Fanny Fournier née Moreau (as married women’s names are written on French identity cards) is young, beautiful, remarried to Jean Fournier, a man whose profession is to make people rich even richer. He is rich himself, and the two of them live in the circles of Parisian society, where at social gatherings money and what money can buy is discussed, and in weekends money and what money can buy is again discussed, when the riches do not go to hunt in the forest. Jean doesn’t believe in chance, for him what looks like chance are events planned by people, even if they look like something else. Fanny is bored and tries to convince herself that she loves Jean, until the day she meets again with Alain, a former high school classmate who had been secretly in love with his beautiful colleague. Is the meeting and the liaison that develops the result of chance? What will happen when the worlds of those who believe in chance and the world of the man who creates and manipulates chances to his will will clash?

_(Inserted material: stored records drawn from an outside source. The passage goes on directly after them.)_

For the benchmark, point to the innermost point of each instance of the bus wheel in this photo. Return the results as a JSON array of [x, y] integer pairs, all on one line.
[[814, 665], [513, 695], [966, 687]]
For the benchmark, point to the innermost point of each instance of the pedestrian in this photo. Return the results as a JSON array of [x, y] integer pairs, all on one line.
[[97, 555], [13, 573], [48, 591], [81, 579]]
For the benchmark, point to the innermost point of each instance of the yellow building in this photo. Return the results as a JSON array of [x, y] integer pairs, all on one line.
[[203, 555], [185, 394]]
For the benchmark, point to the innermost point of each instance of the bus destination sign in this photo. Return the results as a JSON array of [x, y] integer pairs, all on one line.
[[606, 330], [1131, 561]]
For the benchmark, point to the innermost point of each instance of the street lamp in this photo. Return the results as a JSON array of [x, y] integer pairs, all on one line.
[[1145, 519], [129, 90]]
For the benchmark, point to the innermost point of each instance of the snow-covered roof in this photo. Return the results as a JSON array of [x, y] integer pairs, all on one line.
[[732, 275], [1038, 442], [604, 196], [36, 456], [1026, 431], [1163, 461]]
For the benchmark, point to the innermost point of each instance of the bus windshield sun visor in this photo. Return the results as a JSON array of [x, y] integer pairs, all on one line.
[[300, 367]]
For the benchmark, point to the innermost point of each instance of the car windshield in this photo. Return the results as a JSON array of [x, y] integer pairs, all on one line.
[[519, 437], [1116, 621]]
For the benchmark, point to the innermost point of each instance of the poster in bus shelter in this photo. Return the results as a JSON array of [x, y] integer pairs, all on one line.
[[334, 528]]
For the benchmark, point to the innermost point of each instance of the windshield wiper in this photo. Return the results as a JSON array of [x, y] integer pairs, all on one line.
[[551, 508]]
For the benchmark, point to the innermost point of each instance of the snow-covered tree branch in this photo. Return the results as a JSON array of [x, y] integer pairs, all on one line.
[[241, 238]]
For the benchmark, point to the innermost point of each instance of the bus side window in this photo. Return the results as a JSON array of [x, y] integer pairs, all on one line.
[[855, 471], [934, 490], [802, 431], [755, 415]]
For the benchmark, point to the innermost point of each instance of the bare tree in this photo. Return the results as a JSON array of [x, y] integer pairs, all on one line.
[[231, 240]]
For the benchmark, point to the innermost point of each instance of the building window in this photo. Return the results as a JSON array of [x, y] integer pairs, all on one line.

As often with Woody Allen, we are dealing with a story about love, infidelity, jealousy and their consequences, which can lead to murder. On film number 50 in his filmography, Allen seems to have lost none of his narrative fluency and the sincerity with which his characters reveal themselves to the camera. The cinematography, with many beautiful moments, belongs to Vittorio Storaro, a cinematographer who mixes emotions with colors, winner of three Oscars, who has accompanied Allen in all his films for the last decade. There’s no shortage of humor, and few things are funnier than a mother-in-law who adores her son-in-law more than her daughter, but becomes a fearsome private detective when she suspects something amiss in his behavior. Valérie Lemercier does a wonderful job in this role. Lou de Laâge, Melvil Poupaud and Niels Schneider – all young and talented actors – are the ones who play the roles in the love triangle whose differences can be interpreted sentimentally (relationship of convenience – true love), social (rich – poor) and intellectual (materialistic – spiritual) but especially through the way they relate to risk. The ending resolves the dilemma in a surprising way. For us as viewers, it remains to be seen if the 50th film will be the last or if Woody Allen will have the chance to make more films and we will have the chance to see them.